Earth’s water could come from asteroids, Hayabusa 2 samples suggest

New Ryugu asteroid sample findings

The Hayabusa-2 mission’s goal was to investigate an asteroid that could potentially shed new light on the early formation of the Solar System. Now, new studies are starting to emerge based on investigations and analyses of the Ryugu samples collected by JAXA.

In a new paper published in the journal Nature Astronomy, scientists said the samples suggest asteroids may have been one of the primary sources of water during the Earth’s early formation. “Ryugu particles are undoubtedly among the most uncontaminated Solar System materials available for laboratory study, and ongoing investigations of these precious samples will certainly expand our understanding of early Solar System processes,” the study explains.

In June, another study highlighted organic material found on Ryugu, suggesting the building blocks of life, amino acids, may have come from asteroids.

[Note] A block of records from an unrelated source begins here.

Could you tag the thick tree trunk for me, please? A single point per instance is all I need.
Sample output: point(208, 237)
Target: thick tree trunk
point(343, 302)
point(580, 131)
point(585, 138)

In the new study, published Monday, August 15, the scientists wrote that “volatile and organic-rich C-type asteroids may have been one of the main sources of Earth’s water. The delivery of volatiles (organics and water) to the Earth is still a subject of notable debate.”

Crucially, the organic materials discovered “in Ryugu particles, identified in this study, probably represent one important source of volatiles.” The scientists say these materials may have had an “outer Solar System origin,” though they concede that they were “unlikely to be the only source of volatiles delivered to the early Earth.”